We’ll use Spring Boot to create an HTTP server with endpoints that simulate latency and throughput scenarios.

Java Code

import org.springframework.boot.SpringApplication;
import org.springframework.boot.autoconfigure.SpringBootApplication;
import org.springframework.web.bind.annotation.GetMapping;
import org.springframework.web.bind.annotation.RestController;

@SpringBootApplication
public class LatencyThroughputSimulationApplication {

    public static void main(String[] args) {
        SpringApplication.run(LatencyThroughputSimulationApplication.class, args);
    }
}

@RestController
class SimulationController {

    // Endpoint to simulate minimal latency
    @GetMapping("/low-latency")
    public String lowLatencyEndpoint() {
        return "Response from low-latency endpoint!";
    }

    // Endpoint to simulate high latency
    @GetMapping("/high-latency")
    public String highLatencyEndpoint() throws InterruptedException {
        // Simulating delay
        Thread.sleep(500); // 500ms artificial delay
        return "Response from high-latency endpoint!";
    }

    // Endpoint to simulate high throughput
    @GetMapping("/high-throughput")
    public String highThroughputEndpoint() {
        return "Response from high-throughput endpoint!";
    }
}

Setup Explanation

  1. /low-latency: Quick response to simulate minimal processing delay.
  2. /high-latency: Artificial delay (500ms) to simulate network or processing latency.
  3. /high-throughput: Lightweight response optimized for high concurrency.

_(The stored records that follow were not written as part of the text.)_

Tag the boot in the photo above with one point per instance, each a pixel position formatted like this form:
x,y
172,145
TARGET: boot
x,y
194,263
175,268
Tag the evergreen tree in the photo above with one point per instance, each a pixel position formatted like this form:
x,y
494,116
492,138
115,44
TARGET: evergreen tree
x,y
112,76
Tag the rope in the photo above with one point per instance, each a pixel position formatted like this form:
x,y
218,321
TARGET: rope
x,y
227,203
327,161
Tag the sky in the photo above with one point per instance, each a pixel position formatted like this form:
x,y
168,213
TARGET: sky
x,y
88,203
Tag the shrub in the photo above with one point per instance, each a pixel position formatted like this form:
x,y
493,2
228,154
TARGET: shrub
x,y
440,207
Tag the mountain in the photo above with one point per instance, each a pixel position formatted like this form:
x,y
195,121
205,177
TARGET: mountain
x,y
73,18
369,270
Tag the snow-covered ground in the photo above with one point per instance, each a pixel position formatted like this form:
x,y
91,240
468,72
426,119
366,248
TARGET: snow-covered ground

Step 2: Load Testing with Apache JMeter

Install JMeter

  1. Download Apache JMeter.
  2. Extract and run the jmeter script.

Configure Load Test

  1. Open JMeter.
  2. Add a Thread Group:
    • Specify the number of users (threads), ramp-up time, and loop count.
    • Example: 50 users, ramp-up time 10 seconds.
  3. Add an HTTP Request Sampler:
    • Configure it to target the endpoints (/low-latency, /high-latency, /high-throughput).
  4. Add a Summary Report or Graph Results listener.
  5. Run the test.

Step 3: Load Testing with k6

Install k6

  1. Download k6 from k6.io.
  2. Install using package managers like brew (Mac) or choco (Windows).

Write k6 Test Script

Create a file test.js:

import http from 'k6/http';
import { check } from 'k6';

export let options = {
    stages: [
        { duration: '10s', target: 10 },  // Ramp up to 10 users
        { duration: '30s', target: 50 }, // Stay at 50 users
        { duration: '10s', target: 0 },  // Ramp down
    ],
};

export default function () {
    let response = http.get('http://localhost:8080/high-latency'); // Change endpoint here
    check(response, { 'status is 200': (r) => r.status === 200 });
}

Run the Test

Execute the script with:

k6 run test.js

Step 4: Analyze Results

Metrics to Monitor

  1. Latency:
    • Check average and 95th/99th percentile response times.
  2. Throughput:
    • Requests per second (RPS) handled by the server.

Expected Behavior


Step 5: Extend with Observability

To monitor your server during testing:

  1. Add Logging: Use a logging library like Logback to capture request details.
  2. Integrate Metrics: Use a tool like Micrometer to expose metrics to Prometheus or a similar system.